Sur Facebook, poursuit-elle, « j’ai découvert plusieurs groupes d’anciens de Schefferville qui se désolaient de voir l’état actuel des choses. Bien des maisons ont été démolies : c’est aussi dramatique pour ceux qui sont partis, ne pouvant plus retrouver les traces de leur enfance et de leurs racines, que pour ceux qui sont restés. Comme si leur vie là-bas n’avait pas d’importance, alors que la communauté connaît toujours un problème criant de logement. » Quant à la salle de cinéma évoquée dans la magnifique chanson de Rivard figurant aussi sur l’album Sauvage, la réalisatrice tient à dissiper nos dernières illusions : il ne reste plus rien du Roxy, et depuis très longtemps déjà.

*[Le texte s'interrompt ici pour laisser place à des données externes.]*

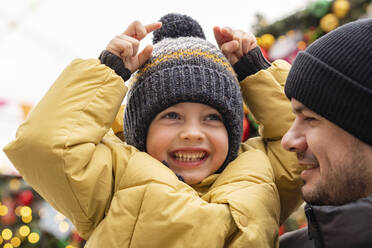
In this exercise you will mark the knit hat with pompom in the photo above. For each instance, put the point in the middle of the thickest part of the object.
(184, 67)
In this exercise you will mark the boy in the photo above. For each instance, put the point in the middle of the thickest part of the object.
(183, 122)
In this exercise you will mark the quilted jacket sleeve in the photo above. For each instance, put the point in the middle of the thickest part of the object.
(66, 151)
(264, 95)
(61, 137)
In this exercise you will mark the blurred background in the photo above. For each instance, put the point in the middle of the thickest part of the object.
(39, 38)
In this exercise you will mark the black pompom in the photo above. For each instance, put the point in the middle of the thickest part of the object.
(176, 25)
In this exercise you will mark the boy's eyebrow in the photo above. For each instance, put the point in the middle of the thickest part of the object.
(298, 109)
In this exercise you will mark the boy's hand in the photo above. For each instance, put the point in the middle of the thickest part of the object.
(126, 45)
(234, 43)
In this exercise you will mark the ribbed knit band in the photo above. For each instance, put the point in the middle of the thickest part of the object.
(185, 69)
(333, 78)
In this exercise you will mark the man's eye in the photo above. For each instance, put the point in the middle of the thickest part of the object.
(214, 117)
(171, 115)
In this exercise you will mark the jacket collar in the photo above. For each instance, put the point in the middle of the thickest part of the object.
(347, 226)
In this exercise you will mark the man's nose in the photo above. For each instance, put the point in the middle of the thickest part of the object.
(294, 140)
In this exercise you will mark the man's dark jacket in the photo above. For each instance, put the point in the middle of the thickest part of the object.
(345, 226)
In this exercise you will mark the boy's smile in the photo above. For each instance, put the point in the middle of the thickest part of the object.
(191, 138)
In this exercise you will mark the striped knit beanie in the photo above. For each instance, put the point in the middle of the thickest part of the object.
(184, 67)
(333, 78)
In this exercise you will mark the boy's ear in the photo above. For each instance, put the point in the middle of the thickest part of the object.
(117, 125)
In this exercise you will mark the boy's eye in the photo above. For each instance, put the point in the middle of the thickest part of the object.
(309, 119)
(213, 117)
(171, 115)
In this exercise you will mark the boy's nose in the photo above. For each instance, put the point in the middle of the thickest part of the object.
(294, 140)
(192, 132)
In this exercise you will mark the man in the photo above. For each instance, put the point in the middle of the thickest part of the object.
(330, 87)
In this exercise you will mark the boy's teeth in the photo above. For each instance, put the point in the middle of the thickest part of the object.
(309, 166)
(189, 156)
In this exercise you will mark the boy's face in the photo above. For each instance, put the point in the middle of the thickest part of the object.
(191, 138)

Par contre, entre les versions embryonnaires du scénario en 2011 et le tournage en 2019 — sa sortie le 18 mars témoigne, si besoin est, des effets de la pandémie sur le secteur de la distribution… —, quelque chose a changé dans ce coin de pays, surtout pour les Innus et les Naskapis : la reprise de l’exploitation minière. « Ça peut sembler une bonne nouvelle, puisque ça donne du travail aux gens de la communauté, souligne Sarah Fortin, mais ça suscite aussi beaucoup de questions, entre autres sur le passé. Lorsque les conditions économiques ne seront plus favorables, les compagnies vont-elles encore partir en laissant de grands trous dans le territoire ? Ces gens-là vivent une ambivalence, entre la protection de leur environnement et une plus grande vitalité économique. »

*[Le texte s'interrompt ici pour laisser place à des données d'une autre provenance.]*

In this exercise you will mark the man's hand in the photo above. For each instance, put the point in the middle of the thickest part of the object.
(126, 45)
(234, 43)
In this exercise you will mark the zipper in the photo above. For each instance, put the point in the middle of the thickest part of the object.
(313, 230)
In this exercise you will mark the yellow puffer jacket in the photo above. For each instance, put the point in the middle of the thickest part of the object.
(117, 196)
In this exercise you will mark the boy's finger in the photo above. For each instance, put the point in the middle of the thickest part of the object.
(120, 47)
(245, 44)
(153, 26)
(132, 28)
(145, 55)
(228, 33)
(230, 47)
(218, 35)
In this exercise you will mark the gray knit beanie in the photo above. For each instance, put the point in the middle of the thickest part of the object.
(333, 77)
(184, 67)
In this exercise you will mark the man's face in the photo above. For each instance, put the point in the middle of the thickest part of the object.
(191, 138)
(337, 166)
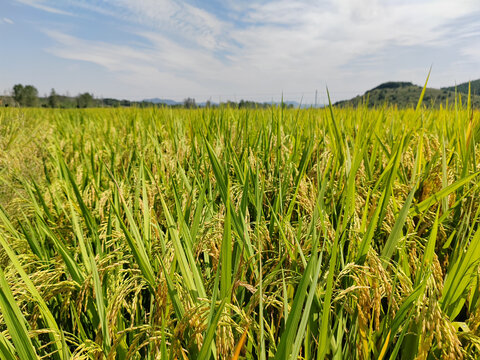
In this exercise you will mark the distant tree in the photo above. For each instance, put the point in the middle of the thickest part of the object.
(189, 103)
(25, 95)
(53, 99)
(18, 93)
(84, 100)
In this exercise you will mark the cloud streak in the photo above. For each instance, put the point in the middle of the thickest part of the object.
(269, 44)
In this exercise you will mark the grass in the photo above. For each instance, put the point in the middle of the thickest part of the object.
(224, 233)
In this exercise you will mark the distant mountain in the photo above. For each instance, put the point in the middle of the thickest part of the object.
(463, 88)
(406, 94)
(162, 101)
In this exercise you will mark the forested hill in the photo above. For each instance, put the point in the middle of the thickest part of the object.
(406, 94)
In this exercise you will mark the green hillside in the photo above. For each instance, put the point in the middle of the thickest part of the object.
(406, 94)
(463, 88)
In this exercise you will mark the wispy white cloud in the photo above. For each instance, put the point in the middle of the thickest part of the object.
(43, 5)
(269, 44)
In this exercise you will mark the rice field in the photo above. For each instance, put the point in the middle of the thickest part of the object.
(237, 234)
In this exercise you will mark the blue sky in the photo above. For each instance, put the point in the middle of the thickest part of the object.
(221, 50)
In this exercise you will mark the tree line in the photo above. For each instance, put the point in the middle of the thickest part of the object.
(27, 96)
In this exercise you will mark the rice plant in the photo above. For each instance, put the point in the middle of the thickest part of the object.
(236, 234)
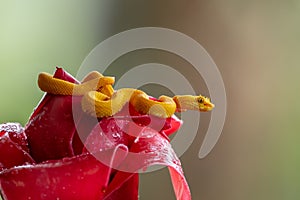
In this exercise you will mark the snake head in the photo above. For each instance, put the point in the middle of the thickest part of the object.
(189, 102)
(204, 103)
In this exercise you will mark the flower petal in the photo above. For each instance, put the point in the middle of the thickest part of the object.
(13, 146)
(51, 129)
(77, 178)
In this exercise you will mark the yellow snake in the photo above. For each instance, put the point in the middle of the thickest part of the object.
(100, 99)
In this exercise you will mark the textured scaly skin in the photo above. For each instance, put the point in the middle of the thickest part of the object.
(100, 99)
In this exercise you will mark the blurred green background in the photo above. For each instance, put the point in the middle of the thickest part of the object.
(254, 43)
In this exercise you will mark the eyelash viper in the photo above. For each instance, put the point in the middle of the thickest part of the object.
(101, 100)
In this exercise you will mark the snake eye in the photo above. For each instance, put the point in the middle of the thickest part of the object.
(200, 100)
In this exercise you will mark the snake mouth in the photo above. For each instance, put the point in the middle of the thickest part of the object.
(207, 107)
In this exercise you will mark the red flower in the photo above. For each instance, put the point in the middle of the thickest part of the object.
(48, 160)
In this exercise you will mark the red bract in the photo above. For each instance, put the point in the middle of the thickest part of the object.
(56, 165)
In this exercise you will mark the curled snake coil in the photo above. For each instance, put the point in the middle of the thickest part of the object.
(101, 100)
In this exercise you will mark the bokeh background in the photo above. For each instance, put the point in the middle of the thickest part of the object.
(255, 44)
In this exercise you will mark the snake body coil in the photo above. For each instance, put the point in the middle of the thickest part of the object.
(100, 99)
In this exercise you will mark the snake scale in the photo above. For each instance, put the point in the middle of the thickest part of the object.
(101, 100)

Celle-ci ne se fait pas encore sentir partout, ce qui a posé quelques défis, Sarah Fortin étant bien consciente que l’éloignement (si une pièce d’équipement brise, la patience et la débrouillardise sont de mise), les contraintes techniques (oubliez les réseaux cellulaires), l’imprévisibilité des horaires du train (pester contre les retards ne le fera pas arriver plus vite) peuvent affecter le moral d’une équipe de tournage. Surtout pendant plus d’un mois.

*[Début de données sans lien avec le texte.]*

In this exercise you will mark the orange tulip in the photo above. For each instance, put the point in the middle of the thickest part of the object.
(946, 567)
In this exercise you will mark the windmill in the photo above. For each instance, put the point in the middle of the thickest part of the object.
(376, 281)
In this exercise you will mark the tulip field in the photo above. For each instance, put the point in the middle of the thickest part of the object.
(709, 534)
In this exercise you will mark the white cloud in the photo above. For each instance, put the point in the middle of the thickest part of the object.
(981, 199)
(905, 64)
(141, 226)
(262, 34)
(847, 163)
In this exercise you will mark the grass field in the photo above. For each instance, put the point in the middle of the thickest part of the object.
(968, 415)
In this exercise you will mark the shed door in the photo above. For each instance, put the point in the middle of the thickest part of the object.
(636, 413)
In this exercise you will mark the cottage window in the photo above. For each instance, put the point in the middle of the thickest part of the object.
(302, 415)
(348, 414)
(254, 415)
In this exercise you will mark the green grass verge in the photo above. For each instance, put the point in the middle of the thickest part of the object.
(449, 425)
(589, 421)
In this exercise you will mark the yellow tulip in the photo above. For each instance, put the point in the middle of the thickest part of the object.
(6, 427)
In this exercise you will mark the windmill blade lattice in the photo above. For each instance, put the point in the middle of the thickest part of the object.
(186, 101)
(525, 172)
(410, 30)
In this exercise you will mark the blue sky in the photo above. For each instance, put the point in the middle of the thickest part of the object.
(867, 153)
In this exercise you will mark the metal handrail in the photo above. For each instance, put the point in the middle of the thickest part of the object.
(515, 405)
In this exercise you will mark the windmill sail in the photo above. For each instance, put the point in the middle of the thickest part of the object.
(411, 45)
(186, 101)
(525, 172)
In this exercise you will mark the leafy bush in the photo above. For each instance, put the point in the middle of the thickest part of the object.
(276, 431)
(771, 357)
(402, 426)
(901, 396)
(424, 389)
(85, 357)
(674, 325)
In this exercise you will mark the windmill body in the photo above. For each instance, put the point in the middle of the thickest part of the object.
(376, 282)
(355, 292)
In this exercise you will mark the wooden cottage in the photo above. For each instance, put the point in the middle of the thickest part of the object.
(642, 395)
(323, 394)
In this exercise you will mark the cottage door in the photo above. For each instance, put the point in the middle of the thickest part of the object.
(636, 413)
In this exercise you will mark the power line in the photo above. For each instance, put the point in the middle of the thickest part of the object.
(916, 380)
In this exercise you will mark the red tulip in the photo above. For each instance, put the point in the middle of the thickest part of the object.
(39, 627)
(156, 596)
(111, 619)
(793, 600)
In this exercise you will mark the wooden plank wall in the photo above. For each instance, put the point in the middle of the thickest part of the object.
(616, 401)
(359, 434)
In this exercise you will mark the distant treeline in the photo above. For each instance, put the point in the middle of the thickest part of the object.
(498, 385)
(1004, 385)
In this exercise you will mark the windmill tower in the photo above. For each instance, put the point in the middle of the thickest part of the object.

« Personne ne retourne à la maison le soir, ironise Sarah Fortin. Plusieurs techniciens ont refusé parce qu’ils ne voulaient pas s’éloigner de leurs enfants, alors j’avais une équipe jeune et fringante, forcément toujours ensemble du matin au soir, et qui n’était pas sur le téléphone entre deux prises ! Mais personne n’avait la même réaction face à cet endroit : certains se sont sentis oppressés parce qu’ils n’avaient pas le contrôle. Au milieu de ces grands espaces, on ne choisit pas nécessairement quand on arrive et quand on part… »

Ce malaise s’immisce également chez Sophie et Mathieu, montrant la pression que l’étrangeté et l’inattendu exercent sur un couple, surtout quand chacun réagit d’une façon différente devant d’autres cultures, les regards intrigués ou accusateurs, ou le simple fait d’attendre sans savoir de quoi demain sera fait.

Quant aux lendemains de Sarah Fortin, ils sont plus clairs. Son amour pour les grands espaces et les Premières Nations, elle le cultive en ce moment en tournant aux côtés de la poète innue Joséphine Bacon dans un documentaire à quatre mains, Nitassinan, ode au territoire tissé sur quatre saisons. Parions qu’elle n’a pas fini de prendre des trains, et va toujours s’en réjouir.

Nouveau-Québec prend l’affiche le 18 mars.